There are countless stories like that in the collective consciousness that NERO holds. Though many of us have parted ways, gone about different life endeavors, seemingly trivial moments like these stick in our minds. It goes to show that you never know what it is that you're doing that people will remember. Someone else posted:

"John Finnegan died?"
"That blows my mind."
"I'm actually sad about it and I haven't seen the man in 12+ years."

That is more true than you know. I honestly hadn't looked at the NERO Mass list in over seven years, and for some reason, I did today, and saw the posting over there.

Jennifer Hawkins
Played: Michaela, Solace Collingswood
 
Dearest Colleen, thank you for posting here. It is so good to hear from you. When I woke up this morning I thought the same thing you mentioned: "Today is Monday; a week has passed. Colleen will mark that this morning, too." I don't think a minute goes by that I am not thinking of you, and of Patrick & Andrea and everyone I saw again at the funeral, and those friends who were absent, too.

I haven't shared any John stories here because, frankly, I have a faulty memory so I remember emotions and sensations, rather than specific incidents. But I have always had one weird little memory that seems kind of charming, so here it is: I was NPCing one weekend at Cedarcrest and I was bothered about something (probably fretting about the Angelica plotline). John had just come back to NPC camp; he'd been playing some creature with a big rubber nose.
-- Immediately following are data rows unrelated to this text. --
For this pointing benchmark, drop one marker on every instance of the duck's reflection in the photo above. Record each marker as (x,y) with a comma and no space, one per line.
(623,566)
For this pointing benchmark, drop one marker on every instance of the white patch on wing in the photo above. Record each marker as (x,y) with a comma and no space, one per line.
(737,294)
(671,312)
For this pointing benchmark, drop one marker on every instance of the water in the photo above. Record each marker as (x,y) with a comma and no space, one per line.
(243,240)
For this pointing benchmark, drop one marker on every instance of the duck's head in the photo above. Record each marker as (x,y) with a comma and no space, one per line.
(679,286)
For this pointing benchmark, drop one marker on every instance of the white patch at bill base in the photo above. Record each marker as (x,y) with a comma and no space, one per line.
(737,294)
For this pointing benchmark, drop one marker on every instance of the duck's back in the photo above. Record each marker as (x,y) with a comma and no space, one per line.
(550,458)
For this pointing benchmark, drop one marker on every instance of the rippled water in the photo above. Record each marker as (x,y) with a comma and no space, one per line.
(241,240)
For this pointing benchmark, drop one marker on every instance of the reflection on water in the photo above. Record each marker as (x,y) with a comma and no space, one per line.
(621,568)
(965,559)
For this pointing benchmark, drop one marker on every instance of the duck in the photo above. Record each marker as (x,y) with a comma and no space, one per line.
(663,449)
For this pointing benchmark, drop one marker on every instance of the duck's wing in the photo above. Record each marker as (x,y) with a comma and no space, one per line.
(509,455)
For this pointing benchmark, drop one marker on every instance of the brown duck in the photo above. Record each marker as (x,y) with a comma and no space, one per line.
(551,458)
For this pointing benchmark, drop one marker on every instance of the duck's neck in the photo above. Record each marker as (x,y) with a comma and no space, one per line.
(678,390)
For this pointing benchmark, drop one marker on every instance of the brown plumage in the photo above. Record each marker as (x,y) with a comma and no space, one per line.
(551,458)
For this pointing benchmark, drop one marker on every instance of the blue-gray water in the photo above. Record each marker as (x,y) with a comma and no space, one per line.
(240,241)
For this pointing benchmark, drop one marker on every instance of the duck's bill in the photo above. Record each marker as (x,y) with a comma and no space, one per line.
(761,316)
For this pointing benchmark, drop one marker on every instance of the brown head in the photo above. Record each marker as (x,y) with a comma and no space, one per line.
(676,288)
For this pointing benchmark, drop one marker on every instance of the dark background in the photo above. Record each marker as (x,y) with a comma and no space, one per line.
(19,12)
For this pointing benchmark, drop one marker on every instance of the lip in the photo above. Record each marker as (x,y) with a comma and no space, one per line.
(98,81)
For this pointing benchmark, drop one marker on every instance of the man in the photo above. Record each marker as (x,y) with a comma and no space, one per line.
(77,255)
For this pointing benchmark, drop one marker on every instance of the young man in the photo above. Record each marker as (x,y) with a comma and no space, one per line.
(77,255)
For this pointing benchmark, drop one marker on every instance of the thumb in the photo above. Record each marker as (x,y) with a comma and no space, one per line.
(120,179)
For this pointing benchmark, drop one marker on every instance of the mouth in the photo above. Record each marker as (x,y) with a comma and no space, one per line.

And as we were resting before going back in game, I talked to him about my troubles. He looked at me and listened very attentively, nodding his head continuously, all the while wearing the ridiculous nose. Eventually, I wound down and so it was his turn to talk... he sat down, furrowed his brow as he formulated and structured the JTF-patented wise advice/kick in the butt/pep talk that would be appropriate for this situation, looked me square in the eye... and pulled off his nose. At the time, it seemed perfectly normal that he would make himself less ludicrous so as to deliver his wisdom with more effect, but looking back now it seems funny, and so very John-like. Plus, where else in the world but a larp can you accentuate the gravity of your point by pulling off your nose? I can't remember what he said, but I remember that he cared, and that he helped.

xo Maryan
 
It feels like only yesterday that Perwin was asking Dimsdale (then in his true dragon form, Terseraz) for one last pun before rifting out with Requin, never to return. The exact newsletter quote was:

As Terseraz prepared to rift out with the defeated Requin, Perwin the Baker begged the dragon for one last pun. “No more puns.” Terseraz solemnly replied. “No more ruses.” And with that he and Requin rifted out.

As silly as this sounds, John made me appreciate puns more than anyone. For the past 10 years when I hear a pun, I immediately think of John playing Dimsdale. I'd think, "Dimsdale could have done so much better." For the record, when I asked for one more pun, I recall vividly seeing a spark in John's eye, like he wanted to give one more Dimsdale pun. It was only a very brief moment, and I doubt anyone else noticed. It was like he was tempted to drop out of character, but he immediately switched back to his dragon persona and said those last words before rifting out.

On Saturday, when I was standing there looking at him for the last time, the only thing I could think to say under my breath was, "One more pun, John. Just one more."